Recovery of possession of land by a landlord against his tenant is not always an easy business.  In this particular case, the tenants claimed that their lease had the protection of the Agricultural Holdings Act 1986 or the Landlord and Tenant Act 1954; both of those arguments failed. The tenants also finally argued that they had an entitlement to possession of the land by virtue of the doctrine of proprietary estoppel.  This is an equitable doctrine which arises where a landowner promises another party that he would receive an interest in his land, in response to which the other party acted to his detriment e.g. in maintaining the land, and as a result, it would be unconscionable for the landowner to renege on his promise.

If the tenants had been successful in their arguments, this would have caused a significant problem for the landlord because the tenants would have had security of tenure under the agricultural legislation or the business tenancy legislation; in addition if the proprietary estoppel had been proven the landlord may have had to transfer the land to the tenants.

The Agricultural Holdings Act 1986 gives certain agricultural tenants security of tenure rights.  In this case it was accepted that the land had been previously described as un-farmable; in recent years it had not been farmed; and its buildings had become derelict.  Further, the tenants had not sought to put it into a farmable condition.  Therefore, it was held that the purpose of the letting by the landlord to the tenants was tourism, not for the carrying out of agricultural activities (as they intended to use the land for the purpose of holiday letting).  As a result, not surprisingly it was held not to be an agricultural tenancy.

Secondly, the court considered whether a business tenancy had been created.  It was held that it had not because the tenant was not deemed to be occupying the premises for the purpose of a business save for in relation to part of the land.  However, the landlord was able to defeat the claimant's claim for a new tenancy of that part because it intended to occupy the land itself (section 30(1)(g) of the Landlord and Tenant Act 1954).

The tenants' third argument was that they had always understood that they would be able to stay on the land beyond the term of the letting and that they would ultimately be able to acquire the land. 

Proprietary estoppel is notoriously difficult to prove and the court held that the tenants were unable to meet the relevant test as they were not able to point to any particular action or words on the part of the landlord that demonstrated that any promise had been given.  In fact the landlord did not even know of the tenants' belief that they could stay as long as they liked and were going to be allowed to acquire the land.
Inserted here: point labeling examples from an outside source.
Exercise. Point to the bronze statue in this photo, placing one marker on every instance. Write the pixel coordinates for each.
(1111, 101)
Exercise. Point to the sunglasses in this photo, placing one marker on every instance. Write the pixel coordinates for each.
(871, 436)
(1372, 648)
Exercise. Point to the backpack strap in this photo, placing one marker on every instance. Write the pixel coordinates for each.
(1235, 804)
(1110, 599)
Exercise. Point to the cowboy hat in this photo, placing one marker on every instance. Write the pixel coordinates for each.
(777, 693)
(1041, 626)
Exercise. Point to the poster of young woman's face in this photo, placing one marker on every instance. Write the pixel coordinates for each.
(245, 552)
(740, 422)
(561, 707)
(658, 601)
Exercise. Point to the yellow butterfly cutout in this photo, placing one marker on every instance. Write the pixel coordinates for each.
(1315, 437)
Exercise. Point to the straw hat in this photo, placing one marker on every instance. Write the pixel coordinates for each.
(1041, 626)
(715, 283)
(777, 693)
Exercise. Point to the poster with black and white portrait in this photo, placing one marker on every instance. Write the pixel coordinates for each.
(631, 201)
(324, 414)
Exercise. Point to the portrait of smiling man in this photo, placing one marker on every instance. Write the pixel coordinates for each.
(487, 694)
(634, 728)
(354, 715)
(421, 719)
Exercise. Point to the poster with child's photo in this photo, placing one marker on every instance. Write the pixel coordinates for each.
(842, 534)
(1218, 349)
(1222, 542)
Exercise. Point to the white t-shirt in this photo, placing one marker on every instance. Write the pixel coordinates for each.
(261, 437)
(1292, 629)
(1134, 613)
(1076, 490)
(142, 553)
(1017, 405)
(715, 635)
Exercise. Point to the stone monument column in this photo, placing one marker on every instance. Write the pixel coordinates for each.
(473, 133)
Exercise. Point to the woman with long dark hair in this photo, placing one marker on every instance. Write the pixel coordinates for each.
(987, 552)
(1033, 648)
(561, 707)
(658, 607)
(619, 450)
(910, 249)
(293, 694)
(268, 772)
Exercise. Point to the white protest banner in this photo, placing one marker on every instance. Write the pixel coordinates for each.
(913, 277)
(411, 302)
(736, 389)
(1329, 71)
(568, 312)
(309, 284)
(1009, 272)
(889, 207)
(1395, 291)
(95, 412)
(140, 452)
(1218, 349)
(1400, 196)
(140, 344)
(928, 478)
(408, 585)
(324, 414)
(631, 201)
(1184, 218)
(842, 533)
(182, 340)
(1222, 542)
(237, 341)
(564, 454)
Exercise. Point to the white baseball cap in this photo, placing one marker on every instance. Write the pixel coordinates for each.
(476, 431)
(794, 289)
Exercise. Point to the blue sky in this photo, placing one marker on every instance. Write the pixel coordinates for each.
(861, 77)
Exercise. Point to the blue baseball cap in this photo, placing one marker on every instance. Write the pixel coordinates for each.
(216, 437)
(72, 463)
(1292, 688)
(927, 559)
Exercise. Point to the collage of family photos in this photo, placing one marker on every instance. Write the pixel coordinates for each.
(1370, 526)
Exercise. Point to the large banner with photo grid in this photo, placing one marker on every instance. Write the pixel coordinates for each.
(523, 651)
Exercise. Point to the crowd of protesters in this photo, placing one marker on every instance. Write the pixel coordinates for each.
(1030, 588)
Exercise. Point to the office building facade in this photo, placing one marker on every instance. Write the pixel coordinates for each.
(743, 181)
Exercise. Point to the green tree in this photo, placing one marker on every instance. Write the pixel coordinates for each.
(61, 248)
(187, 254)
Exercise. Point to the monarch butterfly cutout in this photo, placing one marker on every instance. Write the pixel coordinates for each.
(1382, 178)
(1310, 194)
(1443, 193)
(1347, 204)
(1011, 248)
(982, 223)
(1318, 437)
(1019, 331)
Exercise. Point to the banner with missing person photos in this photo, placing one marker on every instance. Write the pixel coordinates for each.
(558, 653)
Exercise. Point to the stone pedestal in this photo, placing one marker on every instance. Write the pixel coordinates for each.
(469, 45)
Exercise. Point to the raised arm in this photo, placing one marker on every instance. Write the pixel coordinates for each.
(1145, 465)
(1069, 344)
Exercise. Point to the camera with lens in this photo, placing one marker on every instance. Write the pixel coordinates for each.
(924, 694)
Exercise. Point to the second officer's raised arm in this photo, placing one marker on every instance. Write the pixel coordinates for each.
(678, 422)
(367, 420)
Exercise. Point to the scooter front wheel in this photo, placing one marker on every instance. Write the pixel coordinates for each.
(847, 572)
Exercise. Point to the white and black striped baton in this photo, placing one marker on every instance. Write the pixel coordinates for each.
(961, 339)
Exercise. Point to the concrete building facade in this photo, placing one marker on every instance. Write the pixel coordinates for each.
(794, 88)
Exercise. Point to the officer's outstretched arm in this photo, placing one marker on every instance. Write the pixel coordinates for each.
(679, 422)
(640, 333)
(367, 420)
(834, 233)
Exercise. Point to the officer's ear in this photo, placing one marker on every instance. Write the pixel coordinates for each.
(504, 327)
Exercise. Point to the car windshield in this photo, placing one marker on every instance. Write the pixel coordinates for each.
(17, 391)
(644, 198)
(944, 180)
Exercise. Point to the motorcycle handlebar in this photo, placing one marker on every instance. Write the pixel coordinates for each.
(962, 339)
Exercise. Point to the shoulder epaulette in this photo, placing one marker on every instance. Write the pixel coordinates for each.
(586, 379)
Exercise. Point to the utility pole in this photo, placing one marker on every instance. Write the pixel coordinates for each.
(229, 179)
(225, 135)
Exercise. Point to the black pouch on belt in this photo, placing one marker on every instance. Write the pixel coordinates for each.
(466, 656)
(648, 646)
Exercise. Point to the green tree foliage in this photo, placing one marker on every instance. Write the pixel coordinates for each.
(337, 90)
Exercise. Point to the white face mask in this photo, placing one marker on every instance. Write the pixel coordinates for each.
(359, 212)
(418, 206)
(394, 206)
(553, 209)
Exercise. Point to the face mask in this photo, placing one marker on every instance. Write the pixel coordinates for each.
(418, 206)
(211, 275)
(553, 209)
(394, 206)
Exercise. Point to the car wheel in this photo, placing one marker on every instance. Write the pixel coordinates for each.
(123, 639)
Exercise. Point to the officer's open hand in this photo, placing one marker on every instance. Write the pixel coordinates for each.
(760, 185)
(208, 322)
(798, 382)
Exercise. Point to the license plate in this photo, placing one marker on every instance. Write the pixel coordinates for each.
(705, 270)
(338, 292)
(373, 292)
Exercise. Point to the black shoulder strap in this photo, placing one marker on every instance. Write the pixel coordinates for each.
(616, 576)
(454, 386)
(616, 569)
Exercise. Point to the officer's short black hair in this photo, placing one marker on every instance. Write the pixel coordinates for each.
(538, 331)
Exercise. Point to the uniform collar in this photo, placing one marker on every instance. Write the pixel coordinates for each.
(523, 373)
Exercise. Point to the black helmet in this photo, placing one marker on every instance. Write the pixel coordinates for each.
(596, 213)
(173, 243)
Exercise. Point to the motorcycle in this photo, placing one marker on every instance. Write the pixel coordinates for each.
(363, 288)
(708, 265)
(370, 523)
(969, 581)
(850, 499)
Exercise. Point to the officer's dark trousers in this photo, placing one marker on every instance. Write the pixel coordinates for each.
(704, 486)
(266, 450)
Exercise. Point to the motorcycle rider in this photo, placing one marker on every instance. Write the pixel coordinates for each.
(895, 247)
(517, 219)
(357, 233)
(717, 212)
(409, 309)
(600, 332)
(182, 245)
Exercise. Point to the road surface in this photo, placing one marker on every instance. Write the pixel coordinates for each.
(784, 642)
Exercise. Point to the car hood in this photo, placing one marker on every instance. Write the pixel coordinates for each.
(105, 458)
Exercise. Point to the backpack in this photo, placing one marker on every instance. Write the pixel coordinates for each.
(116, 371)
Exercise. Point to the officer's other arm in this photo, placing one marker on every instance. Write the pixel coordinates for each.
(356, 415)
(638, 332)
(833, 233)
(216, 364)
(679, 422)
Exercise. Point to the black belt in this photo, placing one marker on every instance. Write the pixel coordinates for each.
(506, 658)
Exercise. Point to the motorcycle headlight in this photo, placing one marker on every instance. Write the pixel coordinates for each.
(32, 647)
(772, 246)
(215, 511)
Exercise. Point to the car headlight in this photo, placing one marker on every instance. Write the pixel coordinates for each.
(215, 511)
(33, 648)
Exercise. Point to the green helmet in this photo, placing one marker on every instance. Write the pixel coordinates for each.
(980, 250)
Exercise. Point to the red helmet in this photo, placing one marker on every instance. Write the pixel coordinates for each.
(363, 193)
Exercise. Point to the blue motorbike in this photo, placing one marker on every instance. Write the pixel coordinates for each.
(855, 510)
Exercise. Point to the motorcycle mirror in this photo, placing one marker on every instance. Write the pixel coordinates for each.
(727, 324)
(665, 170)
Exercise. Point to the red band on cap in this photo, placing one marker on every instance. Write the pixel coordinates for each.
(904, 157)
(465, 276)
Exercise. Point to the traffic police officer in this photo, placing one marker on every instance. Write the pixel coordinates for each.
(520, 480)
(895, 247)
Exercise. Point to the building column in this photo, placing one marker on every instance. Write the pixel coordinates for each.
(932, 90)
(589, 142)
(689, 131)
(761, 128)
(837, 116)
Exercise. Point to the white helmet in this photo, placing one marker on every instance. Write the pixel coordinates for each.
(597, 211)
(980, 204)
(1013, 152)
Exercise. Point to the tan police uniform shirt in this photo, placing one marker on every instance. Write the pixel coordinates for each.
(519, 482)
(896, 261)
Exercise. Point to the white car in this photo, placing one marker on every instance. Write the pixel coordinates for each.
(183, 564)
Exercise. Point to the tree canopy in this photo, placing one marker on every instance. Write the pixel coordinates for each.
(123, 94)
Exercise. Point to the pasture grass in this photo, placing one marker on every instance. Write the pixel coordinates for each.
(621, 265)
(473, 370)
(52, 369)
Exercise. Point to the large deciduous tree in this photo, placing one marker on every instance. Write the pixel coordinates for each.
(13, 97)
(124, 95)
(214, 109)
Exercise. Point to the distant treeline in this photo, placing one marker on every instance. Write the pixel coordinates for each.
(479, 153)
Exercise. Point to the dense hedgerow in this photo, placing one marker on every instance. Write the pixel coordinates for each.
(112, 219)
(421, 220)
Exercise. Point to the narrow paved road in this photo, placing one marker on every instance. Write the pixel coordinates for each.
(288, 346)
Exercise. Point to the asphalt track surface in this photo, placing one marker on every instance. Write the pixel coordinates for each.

Accordingly judgment for the landlord was given and ultimately the landlord was able to recover possession of the land.

Key points

  • When seeking to recover possession of property it is crucial to understand what type of tenancy has been granted.
  • Simply because a tenancy is not in writing and/or is given a particular label does not determine the type of tenancy that has actually been created.  One must consider the letting as a whole, the use of the land as well as what has been put in writing.
  • It is quite easy to inadvertently create a tenancy protected by the Landlord and Tenant Act 1954.  Where that is the case, the landlord may well find it difficult to recover possession.
  • Landlords should avoid making any promises to tenants outside of the formal tenancy agreement, as such promises can in limited circumstances prevent the landlord from "backing out" of such promises.